Technique has always been the cornerstone of the Playboy brand: The magazine’s operating premise is the fantasy notion of a world of ultrasophistication out there somewhere, and buying into those bachelor lifestyle accoutrements is what gives you entree to it. Technique is what will remedy your inadequacies; thus there are techniques for everything from dressing, dating, and picking wine to (of course) sex. There it is in the magazine’s editorial tone: savvy, world-weary, slightly ironic, but reassuringly avuncular, too, as it dispenses technique. And there in the “Playboy Advisor,” that oracle of technique. In recent issues readers have written in with questions like, “What’s the proper angle for kissing?” and even for advice on masturbation techniques. (Are Playboy’s readers so alienated from their own bodies that head-tilting and masturbating require technical assistance?)

Playboy’s brilliance is its skillfulness at alleviating the sense of inadequacy that it’s also so skillful at producing. Consider this emblematic Playboy moment. In a monthly feature called “Centerfolds on Sex,” the lovely Shanna frankly discusses what is, no doubt, the male reader’s worst nightmare: finding himself in bed with a Playmate and … unable to perform. “I had an experience with a guy who lost his erection,” Shanna recounts. “He was freaking out because, I suppose, what was going through his mind was, this is the wrong girl for this to happen with.” Luckily Shanna is the patient type. “So we just started slower—I gave him a massage, kind of relaxing him so that he wouldn’t be nervous.” But still no go. “I think when the time came, he was so excited, he couldn’t make it happen. So I said, ‘It’s OK, let’s not worry about it.’ ” If the tease of the Playboy brand is inadequacy-producing fantasy females, the good news is that they’re also imbued with therapeutic qualities. The irony is that it’s the laminated flawlessness of the bodies that produces the need for therapeutics in the first place.

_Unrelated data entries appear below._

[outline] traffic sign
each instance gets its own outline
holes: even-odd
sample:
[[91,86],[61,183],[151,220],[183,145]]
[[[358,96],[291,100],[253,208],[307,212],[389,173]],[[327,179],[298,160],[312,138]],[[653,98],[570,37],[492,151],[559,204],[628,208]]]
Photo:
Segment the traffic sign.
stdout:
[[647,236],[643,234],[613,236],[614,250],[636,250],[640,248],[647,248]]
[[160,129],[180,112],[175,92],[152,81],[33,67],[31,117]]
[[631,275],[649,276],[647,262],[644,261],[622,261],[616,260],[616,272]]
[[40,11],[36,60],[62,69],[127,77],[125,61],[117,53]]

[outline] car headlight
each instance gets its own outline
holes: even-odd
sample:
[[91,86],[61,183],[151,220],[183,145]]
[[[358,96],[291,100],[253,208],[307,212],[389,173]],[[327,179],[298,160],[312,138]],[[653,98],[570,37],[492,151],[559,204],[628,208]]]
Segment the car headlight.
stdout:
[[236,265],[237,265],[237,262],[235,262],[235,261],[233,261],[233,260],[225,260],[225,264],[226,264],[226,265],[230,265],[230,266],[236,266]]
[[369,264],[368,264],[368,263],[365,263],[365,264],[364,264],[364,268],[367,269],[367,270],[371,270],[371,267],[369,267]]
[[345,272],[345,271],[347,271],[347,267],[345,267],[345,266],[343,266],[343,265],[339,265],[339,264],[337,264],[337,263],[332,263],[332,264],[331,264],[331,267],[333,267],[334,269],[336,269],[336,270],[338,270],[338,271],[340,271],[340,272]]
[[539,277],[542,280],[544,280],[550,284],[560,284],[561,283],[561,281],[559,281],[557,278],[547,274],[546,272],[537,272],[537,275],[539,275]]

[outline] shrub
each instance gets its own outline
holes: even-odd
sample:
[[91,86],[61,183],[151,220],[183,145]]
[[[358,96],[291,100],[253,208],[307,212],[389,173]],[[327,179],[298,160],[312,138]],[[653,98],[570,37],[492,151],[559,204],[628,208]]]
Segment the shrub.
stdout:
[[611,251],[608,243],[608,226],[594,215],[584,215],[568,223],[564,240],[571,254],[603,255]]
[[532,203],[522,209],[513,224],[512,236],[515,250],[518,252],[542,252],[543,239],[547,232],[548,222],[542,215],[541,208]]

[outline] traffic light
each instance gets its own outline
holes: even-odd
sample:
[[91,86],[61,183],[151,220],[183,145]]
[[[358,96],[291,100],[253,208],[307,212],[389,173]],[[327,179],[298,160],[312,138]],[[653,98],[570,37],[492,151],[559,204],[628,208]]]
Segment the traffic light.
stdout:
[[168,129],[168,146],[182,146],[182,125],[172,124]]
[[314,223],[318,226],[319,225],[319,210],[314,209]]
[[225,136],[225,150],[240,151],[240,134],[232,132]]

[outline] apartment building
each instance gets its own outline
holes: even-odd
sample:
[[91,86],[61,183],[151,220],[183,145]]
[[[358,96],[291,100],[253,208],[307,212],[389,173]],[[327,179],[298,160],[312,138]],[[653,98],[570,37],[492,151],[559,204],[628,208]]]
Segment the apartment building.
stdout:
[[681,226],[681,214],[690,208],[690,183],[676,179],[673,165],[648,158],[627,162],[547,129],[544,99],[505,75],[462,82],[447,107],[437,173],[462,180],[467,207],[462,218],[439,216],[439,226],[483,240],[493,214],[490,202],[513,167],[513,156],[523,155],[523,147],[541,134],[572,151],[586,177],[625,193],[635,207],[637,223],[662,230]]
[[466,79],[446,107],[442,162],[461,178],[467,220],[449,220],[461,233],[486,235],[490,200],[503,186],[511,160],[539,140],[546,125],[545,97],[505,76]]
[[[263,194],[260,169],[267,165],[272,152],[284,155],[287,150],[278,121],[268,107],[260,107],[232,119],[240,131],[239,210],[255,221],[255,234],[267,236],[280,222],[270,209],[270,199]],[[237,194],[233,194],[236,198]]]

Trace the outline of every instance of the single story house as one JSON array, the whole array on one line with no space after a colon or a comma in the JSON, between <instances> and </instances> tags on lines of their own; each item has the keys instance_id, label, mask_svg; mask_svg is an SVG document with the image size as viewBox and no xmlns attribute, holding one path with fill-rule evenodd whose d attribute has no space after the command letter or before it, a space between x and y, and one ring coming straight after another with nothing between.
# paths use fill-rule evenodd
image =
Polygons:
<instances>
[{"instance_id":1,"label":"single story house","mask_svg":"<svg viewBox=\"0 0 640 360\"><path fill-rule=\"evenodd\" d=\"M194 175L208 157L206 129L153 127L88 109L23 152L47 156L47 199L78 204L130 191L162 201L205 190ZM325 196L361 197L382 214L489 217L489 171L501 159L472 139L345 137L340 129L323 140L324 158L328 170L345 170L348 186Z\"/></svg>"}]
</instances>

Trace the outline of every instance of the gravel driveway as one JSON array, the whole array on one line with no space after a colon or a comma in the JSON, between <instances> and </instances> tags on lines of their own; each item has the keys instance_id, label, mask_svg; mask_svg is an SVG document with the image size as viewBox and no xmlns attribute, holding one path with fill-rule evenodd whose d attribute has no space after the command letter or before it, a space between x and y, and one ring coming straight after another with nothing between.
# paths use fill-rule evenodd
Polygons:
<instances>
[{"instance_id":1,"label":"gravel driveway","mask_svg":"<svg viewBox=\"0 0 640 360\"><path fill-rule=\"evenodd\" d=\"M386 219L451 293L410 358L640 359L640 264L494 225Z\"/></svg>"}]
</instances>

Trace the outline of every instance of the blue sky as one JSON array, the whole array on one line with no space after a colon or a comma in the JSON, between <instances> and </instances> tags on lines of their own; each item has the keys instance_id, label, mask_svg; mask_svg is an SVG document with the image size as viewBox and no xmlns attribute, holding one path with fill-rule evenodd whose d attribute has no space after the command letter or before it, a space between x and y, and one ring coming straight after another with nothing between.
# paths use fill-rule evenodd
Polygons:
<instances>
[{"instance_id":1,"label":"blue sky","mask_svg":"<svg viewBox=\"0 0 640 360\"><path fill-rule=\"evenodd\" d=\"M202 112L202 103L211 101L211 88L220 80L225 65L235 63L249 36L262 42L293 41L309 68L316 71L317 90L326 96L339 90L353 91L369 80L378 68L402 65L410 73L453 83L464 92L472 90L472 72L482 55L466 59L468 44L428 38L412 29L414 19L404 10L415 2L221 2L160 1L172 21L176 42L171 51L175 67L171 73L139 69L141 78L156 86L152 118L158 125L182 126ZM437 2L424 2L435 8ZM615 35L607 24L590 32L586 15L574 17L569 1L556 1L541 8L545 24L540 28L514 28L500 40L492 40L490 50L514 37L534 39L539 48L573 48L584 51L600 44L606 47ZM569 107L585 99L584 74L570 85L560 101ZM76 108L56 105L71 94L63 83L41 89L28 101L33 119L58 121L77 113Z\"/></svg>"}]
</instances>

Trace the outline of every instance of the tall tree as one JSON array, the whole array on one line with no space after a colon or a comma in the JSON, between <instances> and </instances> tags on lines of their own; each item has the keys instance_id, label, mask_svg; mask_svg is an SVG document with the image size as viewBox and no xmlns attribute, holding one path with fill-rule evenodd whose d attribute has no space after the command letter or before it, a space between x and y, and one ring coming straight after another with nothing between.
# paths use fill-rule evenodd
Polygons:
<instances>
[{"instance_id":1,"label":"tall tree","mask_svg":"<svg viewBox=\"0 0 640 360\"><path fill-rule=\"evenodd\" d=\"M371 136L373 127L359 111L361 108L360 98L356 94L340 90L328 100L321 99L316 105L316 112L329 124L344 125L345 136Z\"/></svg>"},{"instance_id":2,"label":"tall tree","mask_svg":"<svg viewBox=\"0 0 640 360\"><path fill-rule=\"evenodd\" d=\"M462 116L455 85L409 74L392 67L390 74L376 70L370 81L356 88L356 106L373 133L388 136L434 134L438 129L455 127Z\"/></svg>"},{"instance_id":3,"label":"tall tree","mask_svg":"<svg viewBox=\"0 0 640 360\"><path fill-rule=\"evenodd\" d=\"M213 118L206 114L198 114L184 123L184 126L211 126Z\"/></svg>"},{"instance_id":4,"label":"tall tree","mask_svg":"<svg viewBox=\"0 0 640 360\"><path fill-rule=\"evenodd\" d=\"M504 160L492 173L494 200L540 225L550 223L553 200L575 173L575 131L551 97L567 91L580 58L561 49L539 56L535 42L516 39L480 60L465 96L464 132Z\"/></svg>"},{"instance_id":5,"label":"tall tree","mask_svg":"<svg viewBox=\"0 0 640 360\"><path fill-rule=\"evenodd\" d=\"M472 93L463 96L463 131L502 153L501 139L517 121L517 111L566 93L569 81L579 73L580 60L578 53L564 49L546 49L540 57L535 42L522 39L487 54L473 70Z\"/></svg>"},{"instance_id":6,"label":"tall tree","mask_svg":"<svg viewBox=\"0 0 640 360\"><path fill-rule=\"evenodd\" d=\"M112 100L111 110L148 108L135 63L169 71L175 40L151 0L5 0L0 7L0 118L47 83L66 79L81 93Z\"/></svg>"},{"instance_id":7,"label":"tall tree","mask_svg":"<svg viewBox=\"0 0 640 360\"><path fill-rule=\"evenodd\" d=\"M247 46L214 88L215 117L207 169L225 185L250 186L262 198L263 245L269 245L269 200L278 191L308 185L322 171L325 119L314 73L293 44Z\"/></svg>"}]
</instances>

Can you have more liberty and less freedom at the same time? The same assembly line that turns out Playboy Playmates also mass-produces the anxiety that all those various corporate brands exist to alleviate. And we’re so distracted by the lure of these supposed freedoms that no one remembers to ask if something’s been lost in the process. (Back in the repressive old days, at least sex was oppositional to the social order, rather than a way of upholding it or financing it; that’s certainly been lost.) Bret Easton Ellis portrayed it pretty brilliantly in American Psycho: After all, his serial killer antihero Patrick Bateman, with his designer lifestyle and sexually eager bachelorettes, had the repression problem solved, too. The consummate Playboy bachelor?